Vv. 19-25. Observe o milagre de sarar as águas. os profetas devem melhorar, também em benefício próprio, todo o lugar onde chegarem, a fim de propor a si mesmos adoçar os espíritos amargos e tornar frutíferas as almas estéreis, através da Palavra de Deus, que é como o sal que foi lançado na água por Eliseu. Este foi um símbolo adequado do efeito produzido pela graça de Deus no coração pecador do homem. Às vezes, há famílias, povos e cidades inteiras que adquirem um novo aspecto através da pregação do Evangelho. A maldade e o mal são transformados em frutos das obras de justiça, que são, através de Cristo, para louvor e glória de Deus. Aqui está uma maldição sobre os jovens de Betel, que era suficiente para destruí-los.
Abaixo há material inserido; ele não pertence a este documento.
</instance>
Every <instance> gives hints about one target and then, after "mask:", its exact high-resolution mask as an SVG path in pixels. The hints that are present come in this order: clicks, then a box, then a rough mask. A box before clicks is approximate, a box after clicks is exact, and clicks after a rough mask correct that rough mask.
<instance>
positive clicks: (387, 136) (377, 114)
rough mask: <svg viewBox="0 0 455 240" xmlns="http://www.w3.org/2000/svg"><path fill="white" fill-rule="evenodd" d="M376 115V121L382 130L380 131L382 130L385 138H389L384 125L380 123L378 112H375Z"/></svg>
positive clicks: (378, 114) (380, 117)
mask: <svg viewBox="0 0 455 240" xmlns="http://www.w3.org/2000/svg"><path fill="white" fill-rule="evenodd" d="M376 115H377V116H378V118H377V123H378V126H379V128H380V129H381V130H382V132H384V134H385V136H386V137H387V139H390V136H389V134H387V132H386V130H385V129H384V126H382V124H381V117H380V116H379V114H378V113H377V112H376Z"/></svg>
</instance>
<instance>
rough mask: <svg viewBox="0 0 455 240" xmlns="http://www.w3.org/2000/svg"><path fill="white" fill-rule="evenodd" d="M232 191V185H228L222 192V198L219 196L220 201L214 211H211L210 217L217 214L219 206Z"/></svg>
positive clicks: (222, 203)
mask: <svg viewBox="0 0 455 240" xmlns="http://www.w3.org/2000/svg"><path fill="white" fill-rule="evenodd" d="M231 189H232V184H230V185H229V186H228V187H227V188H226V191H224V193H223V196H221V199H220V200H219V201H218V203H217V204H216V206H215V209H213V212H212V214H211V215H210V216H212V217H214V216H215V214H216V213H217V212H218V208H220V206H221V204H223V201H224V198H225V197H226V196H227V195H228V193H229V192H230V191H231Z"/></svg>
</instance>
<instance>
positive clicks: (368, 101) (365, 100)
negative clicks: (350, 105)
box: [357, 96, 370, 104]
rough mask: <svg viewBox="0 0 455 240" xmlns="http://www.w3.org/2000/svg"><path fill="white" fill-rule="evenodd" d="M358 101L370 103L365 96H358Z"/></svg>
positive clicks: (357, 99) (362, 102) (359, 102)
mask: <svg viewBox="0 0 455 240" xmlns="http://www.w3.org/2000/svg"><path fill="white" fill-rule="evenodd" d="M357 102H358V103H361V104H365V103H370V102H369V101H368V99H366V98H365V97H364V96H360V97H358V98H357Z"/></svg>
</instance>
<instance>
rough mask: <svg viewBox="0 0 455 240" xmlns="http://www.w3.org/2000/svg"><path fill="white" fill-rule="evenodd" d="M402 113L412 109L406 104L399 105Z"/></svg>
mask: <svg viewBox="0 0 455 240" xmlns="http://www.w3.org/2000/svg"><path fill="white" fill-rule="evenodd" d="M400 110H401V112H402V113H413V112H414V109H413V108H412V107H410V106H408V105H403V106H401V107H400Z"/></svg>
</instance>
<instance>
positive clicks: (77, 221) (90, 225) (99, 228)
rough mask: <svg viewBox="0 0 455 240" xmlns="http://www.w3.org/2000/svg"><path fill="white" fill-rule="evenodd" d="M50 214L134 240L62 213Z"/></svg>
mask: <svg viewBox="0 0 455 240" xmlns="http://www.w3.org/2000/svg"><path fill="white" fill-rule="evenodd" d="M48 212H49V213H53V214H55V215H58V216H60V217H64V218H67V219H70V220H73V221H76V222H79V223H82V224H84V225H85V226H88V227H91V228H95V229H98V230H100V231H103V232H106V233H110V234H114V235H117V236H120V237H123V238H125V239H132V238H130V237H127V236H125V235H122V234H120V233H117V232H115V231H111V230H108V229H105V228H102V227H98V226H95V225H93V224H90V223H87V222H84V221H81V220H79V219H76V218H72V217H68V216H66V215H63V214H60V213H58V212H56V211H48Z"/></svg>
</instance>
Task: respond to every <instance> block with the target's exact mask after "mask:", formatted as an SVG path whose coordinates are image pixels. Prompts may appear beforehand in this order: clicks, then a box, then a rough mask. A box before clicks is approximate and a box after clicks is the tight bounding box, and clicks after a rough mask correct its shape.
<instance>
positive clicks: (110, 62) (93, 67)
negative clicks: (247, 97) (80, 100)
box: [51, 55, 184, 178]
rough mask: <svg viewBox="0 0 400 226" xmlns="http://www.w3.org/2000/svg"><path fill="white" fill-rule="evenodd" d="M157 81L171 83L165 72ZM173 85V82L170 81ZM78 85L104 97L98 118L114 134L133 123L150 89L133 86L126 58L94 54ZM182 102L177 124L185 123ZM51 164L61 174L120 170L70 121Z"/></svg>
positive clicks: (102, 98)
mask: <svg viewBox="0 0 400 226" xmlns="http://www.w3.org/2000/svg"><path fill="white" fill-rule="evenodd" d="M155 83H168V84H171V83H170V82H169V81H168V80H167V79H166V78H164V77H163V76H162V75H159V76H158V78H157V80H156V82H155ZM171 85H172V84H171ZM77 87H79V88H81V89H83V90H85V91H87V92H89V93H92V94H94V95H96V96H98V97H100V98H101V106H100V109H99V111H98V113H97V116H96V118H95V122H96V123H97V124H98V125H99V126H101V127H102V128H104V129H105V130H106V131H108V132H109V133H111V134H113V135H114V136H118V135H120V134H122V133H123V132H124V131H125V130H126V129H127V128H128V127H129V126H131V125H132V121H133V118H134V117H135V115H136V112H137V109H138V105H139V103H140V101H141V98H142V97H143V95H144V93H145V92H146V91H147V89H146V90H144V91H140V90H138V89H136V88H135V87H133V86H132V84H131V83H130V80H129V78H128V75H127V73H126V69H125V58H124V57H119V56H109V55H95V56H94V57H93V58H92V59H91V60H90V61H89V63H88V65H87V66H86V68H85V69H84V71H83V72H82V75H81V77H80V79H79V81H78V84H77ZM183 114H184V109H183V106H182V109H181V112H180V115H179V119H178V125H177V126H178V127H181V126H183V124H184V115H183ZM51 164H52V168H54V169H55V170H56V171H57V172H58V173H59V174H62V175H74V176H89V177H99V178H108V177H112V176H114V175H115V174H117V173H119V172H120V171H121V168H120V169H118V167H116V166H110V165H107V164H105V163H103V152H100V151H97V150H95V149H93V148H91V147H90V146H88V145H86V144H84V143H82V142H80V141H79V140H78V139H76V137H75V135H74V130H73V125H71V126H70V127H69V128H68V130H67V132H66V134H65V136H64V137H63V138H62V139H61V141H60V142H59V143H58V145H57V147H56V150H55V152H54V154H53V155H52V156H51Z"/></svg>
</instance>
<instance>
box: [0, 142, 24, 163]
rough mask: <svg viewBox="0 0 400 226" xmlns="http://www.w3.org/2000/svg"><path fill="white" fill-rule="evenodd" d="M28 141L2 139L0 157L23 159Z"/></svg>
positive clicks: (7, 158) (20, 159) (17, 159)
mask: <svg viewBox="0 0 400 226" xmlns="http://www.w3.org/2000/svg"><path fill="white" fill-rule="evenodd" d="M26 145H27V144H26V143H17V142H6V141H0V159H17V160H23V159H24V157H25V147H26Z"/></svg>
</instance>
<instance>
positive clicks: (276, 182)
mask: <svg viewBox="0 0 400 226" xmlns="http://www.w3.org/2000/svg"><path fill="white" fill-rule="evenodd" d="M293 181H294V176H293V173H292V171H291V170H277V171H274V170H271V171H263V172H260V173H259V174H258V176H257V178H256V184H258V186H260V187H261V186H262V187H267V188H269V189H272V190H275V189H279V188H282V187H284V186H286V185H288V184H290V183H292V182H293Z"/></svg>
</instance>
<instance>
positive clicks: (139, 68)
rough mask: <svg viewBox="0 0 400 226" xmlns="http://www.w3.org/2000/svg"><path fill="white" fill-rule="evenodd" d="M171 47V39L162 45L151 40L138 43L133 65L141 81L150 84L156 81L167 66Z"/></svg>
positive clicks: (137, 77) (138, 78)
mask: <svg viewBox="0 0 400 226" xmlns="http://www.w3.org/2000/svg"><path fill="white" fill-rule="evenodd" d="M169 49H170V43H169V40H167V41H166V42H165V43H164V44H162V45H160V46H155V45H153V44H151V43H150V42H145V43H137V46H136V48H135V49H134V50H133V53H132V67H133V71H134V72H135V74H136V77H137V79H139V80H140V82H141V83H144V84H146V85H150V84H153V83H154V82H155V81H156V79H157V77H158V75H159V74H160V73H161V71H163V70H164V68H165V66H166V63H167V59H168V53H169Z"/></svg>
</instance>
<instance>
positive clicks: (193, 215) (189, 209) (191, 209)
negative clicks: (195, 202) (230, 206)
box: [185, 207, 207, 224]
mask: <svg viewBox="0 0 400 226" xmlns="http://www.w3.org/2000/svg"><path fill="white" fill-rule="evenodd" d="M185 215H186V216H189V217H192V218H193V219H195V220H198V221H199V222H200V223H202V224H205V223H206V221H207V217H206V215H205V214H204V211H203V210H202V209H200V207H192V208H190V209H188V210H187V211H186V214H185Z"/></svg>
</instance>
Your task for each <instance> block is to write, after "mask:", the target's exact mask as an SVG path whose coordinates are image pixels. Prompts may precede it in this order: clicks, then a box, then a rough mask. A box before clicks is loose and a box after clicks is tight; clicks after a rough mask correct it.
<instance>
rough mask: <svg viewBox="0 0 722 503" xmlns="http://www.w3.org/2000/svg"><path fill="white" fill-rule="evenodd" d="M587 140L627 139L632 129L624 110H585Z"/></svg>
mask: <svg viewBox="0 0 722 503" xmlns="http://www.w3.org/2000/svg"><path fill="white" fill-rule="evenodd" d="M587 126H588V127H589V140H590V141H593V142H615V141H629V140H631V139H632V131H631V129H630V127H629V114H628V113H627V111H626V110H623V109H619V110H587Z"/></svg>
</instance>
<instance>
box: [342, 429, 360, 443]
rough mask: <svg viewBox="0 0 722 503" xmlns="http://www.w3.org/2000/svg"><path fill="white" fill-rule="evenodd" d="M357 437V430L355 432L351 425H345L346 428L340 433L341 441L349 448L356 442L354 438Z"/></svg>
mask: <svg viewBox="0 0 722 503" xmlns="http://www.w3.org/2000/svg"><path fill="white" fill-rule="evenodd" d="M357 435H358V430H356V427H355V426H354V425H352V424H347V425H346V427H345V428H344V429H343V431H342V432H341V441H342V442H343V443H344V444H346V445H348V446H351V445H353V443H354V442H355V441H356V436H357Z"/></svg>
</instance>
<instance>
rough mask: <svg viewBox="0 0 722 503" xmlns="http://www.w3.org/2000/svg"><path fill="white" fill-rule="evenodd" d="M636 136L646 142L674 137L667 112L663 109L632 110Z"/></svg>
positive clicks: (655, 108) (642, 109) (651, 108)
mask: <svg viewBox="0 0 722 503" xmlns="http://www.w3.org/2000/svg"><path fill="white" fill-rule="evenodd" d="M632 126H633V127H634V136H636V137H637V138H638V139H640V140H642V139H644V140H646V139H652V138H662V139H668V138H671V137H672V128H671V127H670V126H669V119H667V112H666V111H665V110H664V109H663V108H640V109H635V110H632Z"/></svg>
Não foi uma maldição sem causa, pois abusaram do caráter de Eliseu, enquanto profeta de Deus. Zombaram dele, incitando-o e dizendo: "Sobe", referindo-se ao arrebatamento de Elias ao céu. O profeta agiu por impulso divino. Se o Espírito Santo não tivesse dirigido a solene maldição de Eliseu, a providência de Deus não teria em seguida realizado o juízo, como o fez. o Senhor deve ser glorificado como o Deus justo que odeia o pecado e que o castigará. os jovens devem temer pronunciar palavras más, pois Deus observa o que eles dizem. Que não zombem de quem quer que seja por causa de defeitos na mente ou no corpo. correm perigo, se zombarem de alguém, ao pensarem que fazem o bem. os pais que desejam o bem e o consolo para os seus filhos devem dar-lhes uma boa educação, e fazer todo o possível para tirar tudo o que for néscio e estiver ligado ao coração deles. Que grande angústia sentirão os pais que, no dia do juízo, presenciarem a condenação da sua prole, ocasionada por seu próprio mau exemplo, negligência ou má-criação.